最近、ホリエモンの「手取り14万?お前が終わってんだよ」発言が話題になった。
この発言はミクロなら正しいけどマクロなら間違い。パイが減っているのだから当然、日本が終わっている。
デフレ下でインフレ下の論理を振りかざす半沢の主張は、「手取り14万?お前が終わってんだよ」と同じである。
そもそも半沢はバブルの認識が間違っている。
4話で「就職氷河期は好き勝手やったバブル世代のせい」つってんだけど、これは違う。
バブル期で高騰したのは株価と地価。インフレ率(物価上昇率)は2.5%程度と適正だった。
だからバブルが弾けて大損したのは一部投資家だけで、景気は90年代半ばまで良かったのだ。
橋本政権で消費税5%引き上げなど緊縮財政が始まり景気がガタ落ち。その後、小泉政権による緊縮財政セットの構造改革で完全に終わった。
しかしショックすぎて日本人の記憶が飛んでいるのか、「バブルが弾けて景気悪化した」が常識になっている。
つまり好き勝手やったのはバブル世代の後、自己責任論を振りかざして構造改革の名の下に構造解体した人達である。
その人達とは、利権を作りたい一部企業やグローバリスト。そして、金を使いたくない政府と財務省。
両者の思惑は一致するため、国の資産が食い物にされる。
竹中平蔵らグローバリストは「自己責任→小さな政府→緊縮&構造改革」で国の資産に自分達の利権を食い込ませ、日本をデフレに突き落とした。
小さいところでは、マイナポイント事業がわかりやすい。
マイナンバーカードを普及させたいならカード所有者に直接5000円渡せば良い。消費を促進したいなら消費減税すれば良い。
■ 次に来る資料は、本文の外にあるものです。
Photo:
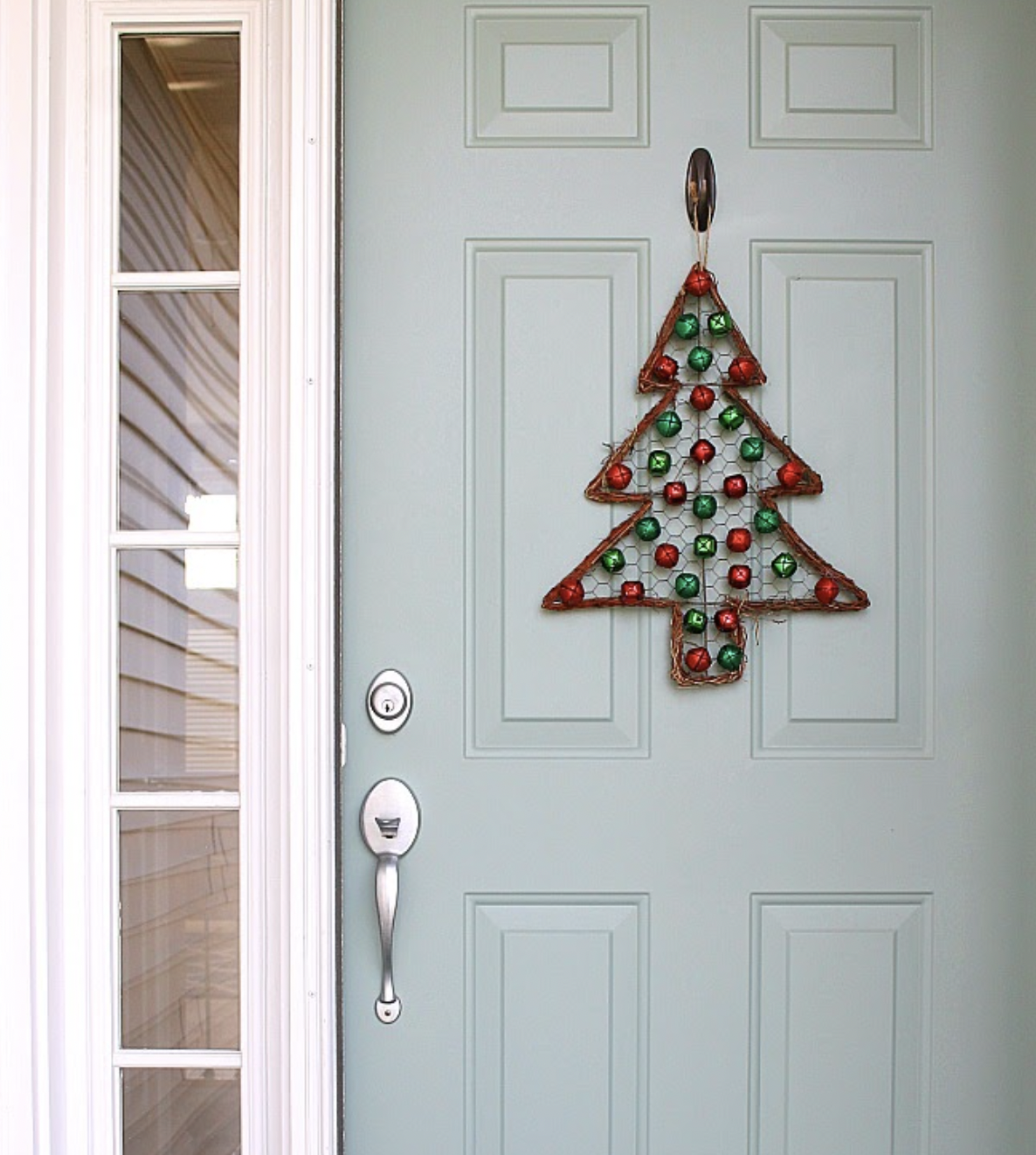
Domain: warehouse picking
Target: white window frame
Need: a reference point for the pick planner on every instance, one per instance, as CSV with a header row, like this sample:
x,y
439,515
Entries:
x,y
57,52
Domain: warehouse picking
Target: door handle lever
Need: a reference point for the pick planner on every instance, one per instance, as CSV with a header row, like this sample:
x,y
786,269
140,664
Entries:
x,y
390,821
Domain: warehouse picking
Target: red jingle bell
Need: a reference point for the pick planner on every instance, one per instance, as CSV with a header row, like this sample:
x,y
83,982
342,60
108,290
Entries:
x,y
618,476
827,589
698,660
744,371
702,452
702,398
736,485
791,474
666,368
727,619
632,591
570,591
699,280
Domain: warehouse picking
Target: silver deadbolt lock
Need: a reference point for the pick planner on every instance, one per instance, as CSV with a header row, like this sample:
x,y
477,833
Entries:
x,y
390,702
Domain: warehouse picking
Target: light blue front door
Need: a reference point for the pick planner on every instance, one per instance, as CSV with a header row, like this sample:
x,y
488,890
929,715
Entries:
x,y
778,916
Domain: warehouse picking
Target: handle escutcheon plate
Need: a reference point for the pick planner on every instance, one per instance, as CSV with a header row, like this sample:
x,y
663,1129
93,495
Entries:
x,y
390,821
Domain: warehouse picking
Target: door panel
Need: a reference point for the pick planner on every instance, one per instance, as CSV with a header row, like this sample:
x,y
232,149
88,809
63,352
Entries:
x,y
778,916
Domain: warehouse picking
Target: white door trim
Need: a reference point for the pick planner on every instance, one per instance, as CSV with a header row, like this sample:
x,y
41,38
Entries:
x,y
49,657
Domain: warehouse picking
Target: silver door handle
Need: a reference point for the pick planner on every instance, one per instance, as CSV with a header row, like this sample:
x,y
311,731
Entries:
x,y
390,821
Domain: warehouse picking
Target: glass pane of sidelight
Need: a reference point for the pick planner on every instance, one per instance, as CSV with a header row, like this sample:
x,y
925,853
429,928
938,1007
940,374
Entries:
x,y
178,670
179,153
178,405
182,1112
178,889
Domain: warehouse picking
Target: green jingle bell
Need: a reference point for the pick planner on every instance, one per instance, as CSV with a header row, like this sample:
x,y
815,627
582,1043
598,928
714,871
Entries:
x,y
703,506
731,418
648,528
730,657
659,463
612,560
687,585
720,323
753,448
784,565
700,358
694,621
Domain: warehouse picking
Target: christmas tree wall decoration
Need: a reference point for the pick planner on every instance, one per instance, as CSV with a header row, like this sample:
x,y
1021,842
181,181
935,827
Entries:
x,y
703,476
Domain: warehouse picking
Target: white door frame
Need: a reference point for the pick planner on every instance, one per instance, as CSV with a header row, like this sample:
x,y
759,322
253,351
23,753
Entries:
x,y
49,654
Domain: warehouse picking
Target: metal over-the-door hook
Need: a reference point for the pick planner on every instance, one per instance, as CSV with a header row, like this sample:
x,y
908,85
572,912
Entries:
x,y
701,190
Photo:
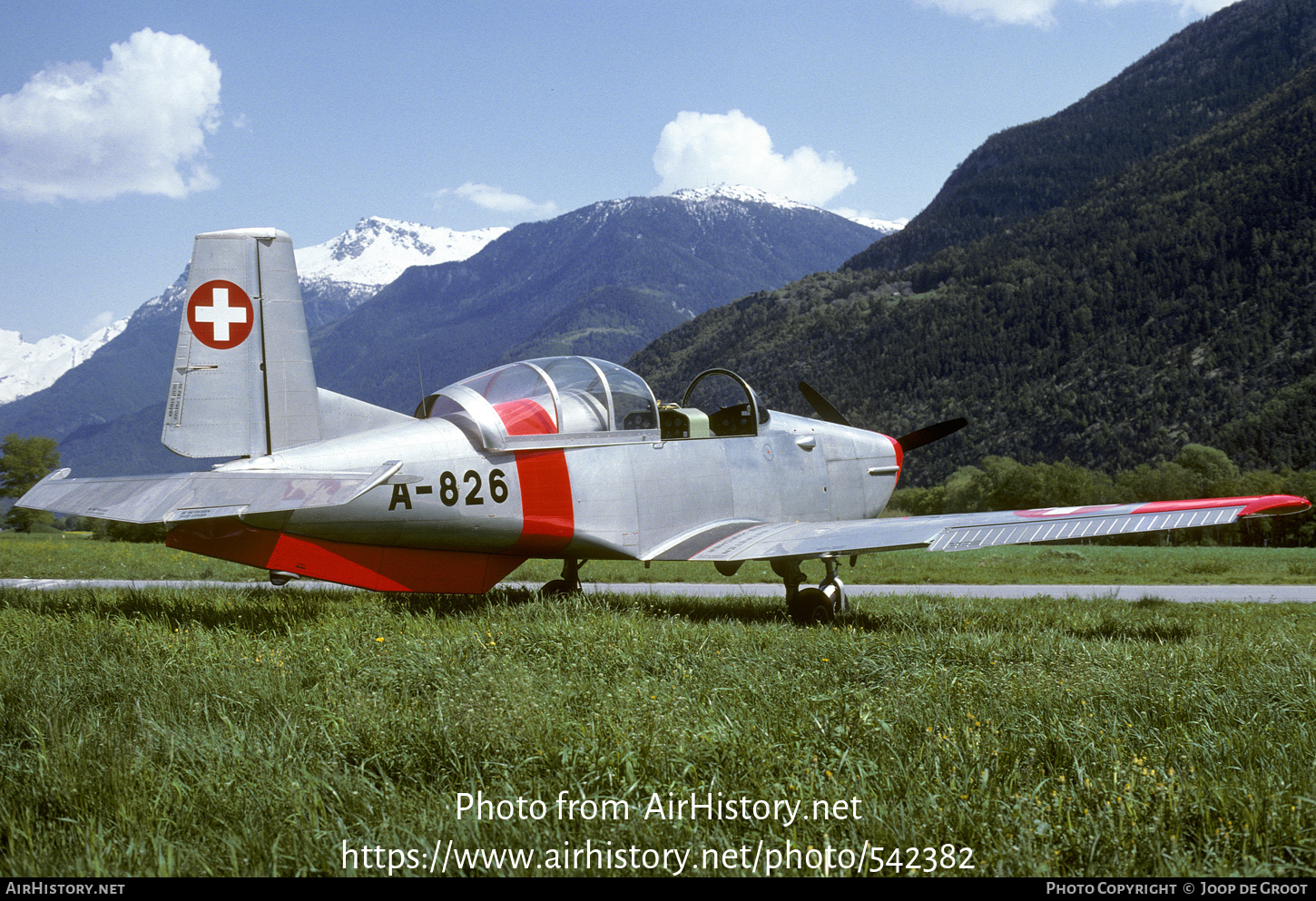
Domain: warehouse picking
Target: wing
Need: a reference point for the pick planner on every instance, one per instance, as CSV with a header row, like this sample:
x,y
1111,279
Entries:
x,y
961,532
201,495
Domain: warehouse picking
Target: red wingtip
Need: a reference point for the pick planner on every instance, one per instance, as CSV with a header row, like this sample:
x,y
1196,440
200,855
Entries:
x,y
1277,505
1257,505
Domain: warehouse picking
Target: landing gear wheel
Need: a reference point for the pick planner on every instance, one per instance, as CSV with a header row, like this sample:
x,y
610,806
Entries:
x,y
569,583
810,605
559,588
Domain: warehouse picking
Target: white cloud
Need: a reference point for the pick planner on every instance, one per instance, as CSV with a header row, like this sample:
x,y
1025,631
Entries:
x,y
701,149
500,201
1041,12
1186,6
82,133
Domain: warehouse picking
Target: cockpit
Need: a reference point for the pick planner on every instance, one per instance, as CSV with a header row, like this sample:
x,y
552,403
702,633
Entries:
x,y
584,397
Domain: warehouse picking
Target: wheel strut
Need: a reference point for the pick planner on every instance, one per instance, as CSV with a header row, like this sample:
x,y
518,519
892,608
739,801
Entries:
x,y
570,581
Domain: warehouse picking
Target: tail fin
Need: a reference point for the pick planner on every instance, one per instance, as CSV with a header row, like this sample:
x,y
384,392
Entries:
x,y
242,385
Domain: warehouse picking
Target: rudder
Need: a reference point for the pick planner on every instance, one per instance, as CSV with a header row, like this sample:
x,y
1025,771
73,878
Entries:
x,y
242,385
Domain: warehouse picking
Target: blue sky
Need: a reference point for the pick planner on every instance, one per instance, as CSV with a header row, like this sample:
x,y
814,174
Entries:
x,y
125,128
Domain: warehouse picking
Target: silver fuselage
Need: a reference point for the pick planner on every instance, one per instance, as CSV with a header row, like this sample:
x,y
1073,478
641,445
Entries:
x,y
629,495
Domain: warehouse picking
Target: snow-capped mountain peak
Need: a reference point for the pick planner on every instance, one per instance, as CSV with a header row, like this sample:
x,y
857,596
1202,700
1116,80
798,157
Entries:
x,y
378,250
739,192
26,368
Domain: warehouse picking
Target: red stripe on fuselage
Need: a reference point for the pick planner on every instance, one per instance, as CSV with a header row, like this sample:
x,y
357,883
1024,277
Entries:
x,y
365,566
547,511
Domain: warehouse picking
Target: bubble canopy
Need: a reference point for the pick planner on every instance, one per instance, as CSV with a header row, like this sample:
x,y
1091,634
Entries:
x,y
555,395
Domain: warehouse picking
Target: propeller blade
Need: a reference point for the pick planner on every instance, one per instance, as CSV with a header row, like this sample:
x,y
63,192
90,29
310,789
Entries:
x,y
930,433
821,406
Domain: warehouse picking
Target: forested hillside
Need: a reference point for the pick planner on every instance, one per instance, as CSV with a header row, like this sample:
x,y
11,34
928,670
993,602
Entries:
x,y
1173,304
1196,79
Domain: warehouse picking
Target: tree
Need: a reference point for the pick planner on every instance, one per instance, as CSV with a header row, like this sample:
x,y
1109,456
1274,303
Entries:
x,y
24,463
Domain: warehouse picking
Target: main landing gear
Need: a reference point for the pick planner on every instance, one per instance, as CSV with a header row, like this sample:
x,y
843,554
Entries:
x,y
569,583
810,605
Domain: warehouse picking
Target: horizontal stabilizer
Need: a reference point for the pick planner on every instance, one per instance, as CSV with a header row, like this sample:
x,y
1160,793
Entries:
x,y
201,495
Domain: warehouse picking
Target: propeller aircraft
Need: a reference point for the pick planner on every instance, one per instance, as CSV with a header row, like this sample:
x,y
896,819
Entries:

でも政府は財政拡大したくないから一部企業が食い込む。
現在、菅政権がやろうとしている構造改革や、維新の大阪都構想はその典型である。
半沢直樹は5話以降、帝国航空の話に移る。
半沢が作った再建計画の詳細はわからないが、ようするにコストカットと縦割り打破で専門職は解体され、派遣社員を増やすことになるだろう。
ここ30年でおなじみの流れだ。
そんなやり方では、会社は生き残れても社員が生き残れない。下手すると乗客も生き残れない。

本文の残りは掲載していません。